Покрывало за покрывалом струится, сползает, разлетается, ниспадает, срывается, отбрасывается… лишая человека человеческого: веры, надежды, любви, языка, социальной идентичности, наконец — самой души ("ересь вздорная"). Оголяясь, сознательно стирается память поэта Завета, расчеловечивается его библейское начало. Еще есть образ, уже нет подобия.

Место ему - хронотоп "Горы" - пространство не-жизни. Хореография сменяется ступором "полного столбняка". Сгоревшие во «всесожжении» глаза не видят образов прошлого: «Есть пробелы в памяти, — бельма…» - слепящая, неразличимая белизна, в которой катастрофа распада былого и «расхождение» с былым сплавились в одно нераздельное.

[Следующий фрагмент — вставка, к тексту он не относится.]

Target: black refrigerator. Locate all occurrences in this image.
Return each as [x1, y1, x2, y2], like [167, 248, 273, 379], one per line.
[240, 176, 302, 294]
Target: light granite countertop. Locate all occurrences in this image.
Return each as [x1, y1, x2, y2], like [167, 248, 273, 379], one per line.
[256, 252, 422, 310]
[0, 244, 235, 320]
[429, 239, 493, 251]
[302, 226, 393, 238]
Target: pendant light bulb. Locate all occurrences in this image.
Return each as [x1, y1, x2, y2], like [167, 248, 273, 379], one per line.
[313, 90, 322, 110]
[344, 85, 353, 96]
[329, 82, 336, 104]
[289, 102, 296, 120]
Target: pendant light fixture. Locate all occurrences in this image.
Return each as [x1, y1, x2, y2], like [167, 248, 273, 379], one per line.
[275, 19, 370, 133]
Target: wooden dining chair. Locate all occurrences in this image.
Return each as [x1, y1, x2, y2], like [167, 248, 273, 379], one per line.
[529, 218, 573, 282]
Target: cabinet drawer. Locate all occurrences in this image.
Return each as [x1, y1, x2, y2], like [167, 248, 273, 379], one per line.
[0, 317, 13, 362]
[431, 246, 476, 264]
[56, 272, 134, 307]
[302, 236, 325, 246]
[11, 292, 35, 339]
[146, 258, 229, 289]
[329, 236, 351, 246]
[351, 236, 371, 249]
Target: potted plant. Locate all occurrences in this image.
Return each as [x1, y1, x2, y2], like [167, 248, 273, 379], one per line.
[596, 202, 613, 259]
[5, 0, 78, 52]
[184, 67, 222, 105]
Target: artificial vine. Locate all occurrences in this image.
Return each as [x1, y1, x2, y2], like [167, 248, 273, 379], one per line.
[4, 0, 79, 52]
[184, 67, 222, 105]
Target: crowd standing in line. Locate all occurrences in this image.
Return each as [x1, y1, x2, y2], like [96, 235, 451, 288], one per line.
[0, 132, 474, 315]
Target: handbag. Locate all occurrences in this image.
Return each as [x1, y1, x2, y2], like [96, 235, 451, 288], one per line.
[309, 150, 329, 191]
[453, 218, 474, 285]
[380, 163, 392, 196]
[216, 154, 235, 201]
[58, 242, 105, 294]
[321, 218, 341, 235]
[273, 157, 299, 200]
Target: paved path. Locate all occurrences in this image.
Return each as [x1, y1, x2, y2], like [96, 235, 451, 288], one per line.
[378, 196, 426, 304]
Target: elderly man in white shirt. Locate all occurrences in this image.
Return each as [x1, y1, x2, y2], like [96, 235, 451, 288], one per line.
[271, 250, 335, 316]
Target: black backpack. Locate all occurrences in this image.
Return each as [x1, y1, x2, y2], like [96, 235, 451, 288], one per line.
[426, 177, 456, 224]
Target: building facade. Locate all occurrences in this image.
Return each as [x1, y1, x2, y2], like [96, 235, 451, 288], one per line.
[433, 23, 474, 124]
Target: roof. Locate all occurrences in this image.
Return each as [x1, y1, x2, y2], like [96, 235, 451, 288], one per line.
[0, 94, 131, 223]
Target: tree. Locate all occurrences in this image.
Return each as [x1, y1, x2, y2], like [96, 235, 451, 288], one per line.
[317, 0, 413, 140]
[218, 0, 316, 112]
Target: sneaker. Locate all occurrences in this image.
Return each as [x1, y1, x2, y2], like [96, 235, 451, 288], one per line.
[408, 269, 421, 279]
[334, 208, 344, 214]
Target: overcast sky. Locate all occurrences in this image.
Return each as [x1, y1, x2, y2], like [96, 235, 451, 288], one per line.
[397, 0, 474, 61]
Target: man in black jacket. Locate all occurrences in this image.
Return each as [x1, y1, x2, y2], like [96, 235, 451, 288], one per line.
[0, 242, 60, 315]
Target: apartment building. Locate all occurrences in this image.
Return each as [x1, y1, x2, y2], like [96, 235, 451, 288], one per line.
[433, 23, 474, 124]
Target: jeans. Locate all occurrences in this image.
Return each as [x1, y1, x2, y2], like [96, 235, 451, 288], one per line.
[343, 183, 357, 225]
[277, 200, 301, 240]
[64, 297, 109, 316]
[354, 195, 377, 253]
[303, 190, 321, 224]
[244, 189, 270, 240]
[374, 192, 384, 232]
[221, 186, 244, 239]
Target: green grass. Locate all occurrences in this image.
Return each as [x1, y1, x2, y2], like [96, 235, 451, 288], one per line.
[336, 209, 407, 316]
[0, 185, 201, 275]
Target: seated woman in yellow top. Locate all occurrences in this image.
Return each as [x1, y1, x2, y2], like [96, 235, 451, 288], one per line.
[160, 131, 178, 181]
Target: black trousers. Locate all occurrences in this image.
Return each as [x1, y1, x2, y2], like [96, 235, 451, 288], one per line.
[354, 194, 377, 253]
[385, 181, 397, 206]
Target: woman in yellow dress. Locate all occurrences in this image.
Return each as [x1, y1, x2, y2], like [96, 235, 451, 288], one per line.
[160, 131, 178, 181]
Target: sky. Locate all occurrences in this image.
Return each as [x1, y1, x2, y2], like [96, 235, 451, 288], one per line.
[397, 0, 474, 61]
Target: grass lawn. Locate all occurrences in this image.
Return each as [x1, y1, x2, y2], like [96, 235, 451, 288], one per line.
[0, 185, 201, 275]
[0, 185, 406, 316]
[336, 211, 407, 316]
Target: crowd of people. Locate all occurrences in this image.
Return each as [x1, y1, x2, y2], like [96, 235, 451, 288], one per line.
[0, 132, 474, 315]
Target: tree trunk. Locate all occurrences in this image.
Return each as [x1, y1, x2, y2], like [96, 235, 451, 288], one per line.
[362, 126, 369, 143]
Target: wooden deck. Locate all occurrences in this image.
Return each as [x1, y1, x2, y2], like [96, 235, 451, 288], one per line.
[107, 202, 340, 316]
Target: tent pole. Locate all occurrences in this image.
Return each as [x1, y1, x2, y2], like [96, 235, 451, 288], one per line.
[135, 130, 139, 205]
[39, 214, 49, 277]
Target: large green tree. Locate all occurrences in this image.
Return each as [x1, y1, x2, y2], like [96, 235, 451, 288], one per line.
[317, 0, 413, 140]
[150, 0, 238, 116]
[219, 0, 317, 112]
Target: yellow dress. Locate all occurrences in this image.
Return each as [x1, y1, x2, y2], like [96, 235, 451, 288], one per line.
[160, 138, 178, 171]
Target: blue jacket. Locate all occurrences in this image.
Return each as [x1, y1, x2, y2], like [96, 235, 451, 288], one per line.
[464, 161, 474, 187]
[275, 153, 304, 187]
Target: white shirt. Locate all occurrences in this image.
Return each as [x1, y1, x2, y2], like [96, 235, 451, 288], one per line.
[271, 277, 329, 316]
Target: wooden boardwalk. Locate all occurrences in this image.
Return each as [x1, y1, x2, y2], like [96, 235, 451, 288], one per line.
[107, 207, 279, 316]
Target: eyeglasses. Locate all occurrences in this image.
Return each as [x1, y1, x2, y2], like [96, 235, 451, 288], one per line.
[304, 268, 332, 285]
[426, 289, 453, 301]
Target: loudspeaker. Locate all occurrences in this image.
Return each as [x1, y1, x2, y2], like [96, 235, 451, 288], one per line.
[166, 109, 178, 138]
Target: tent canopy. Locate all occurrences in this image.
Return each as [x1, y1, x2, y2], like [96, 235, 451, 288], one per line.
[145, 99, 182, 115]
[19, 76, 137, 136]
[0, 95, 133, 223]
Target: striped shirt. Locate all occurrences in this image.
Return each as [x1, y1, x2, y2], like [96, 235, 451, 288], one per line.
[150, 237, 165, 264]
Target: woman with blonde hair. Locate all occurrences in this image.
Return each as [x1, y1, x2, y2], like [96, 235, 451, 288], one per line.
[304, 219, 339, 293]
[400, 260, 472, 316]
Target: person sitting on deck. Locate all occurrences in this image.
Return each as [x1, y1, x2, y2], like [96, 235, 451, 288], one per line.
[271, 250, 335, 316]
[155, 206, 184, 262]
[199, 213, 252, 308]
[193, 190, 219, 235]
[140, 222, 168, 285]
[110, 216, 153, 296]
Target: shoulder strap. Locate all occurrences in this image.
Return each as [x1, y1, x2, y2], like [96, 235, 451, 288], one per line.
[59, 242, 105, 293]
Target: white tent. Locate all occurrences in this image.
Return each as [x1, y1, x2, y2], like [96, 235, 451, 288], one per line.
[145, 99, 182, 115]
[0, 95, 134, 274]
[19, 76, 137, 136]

Не-жизнь. В ней надо жить и творить. Нужны новые чувства, органы, инструменты.

«Семь покрывал» становятся призмой, преломляющей миф о былой катастрофе. Утраченные в ней культурные коды обретают свойства, структуру, смысл и, главное, - возможность быть поименованными и узнаваемыми.

Слепота манкурта оборачивается прозорливостью изгнанника - способностью видеть на выветренных обломках скрижалей не само прошлое, а его связанность и основания. Ими то и можно через великое алхимическое деяние скрепить новый мир - мир Анти-Скрижали и Горы. Место для бытия не-жизни, ставшей новым каноном.

Жирная сажа и голубая кровь Иоанна Крестителя обращаются в чернила. Ими будут вымараны Ветхие и правлены Новые Заветы. Но это позже.

Пока же пишется «Поэма Конца», - история, рассказанная безымянной женой Лота, которая видит «страшащихся сопреступников» - отца и дочерей, прячущихся в пещере – доме будущего содомского инцеста. Взгляд, кровь, любовь еще живой матери и супруги, которая плачет, роняя «соленую ртуть», медленно покрываясь её коркой, чтобы обратится в «полный столбняк» финала «Поэмы Горы».

От Скрижали Света - к Анти-Скрижали Горы.

Псалом 18 являет мир как совершенную Скрижаль Света. Закон явлен не буквой, а дыханием мироздания. Солнце, «яко жених» и твердь, «во всю землю изыде вещание их». Нисходящий солнечный луч – это и откровение, и путь, и сам закон безбрежного простора, пронизанного божественным замыслом. Слово Его - свет, льющийся с небес на жаждущую твердь.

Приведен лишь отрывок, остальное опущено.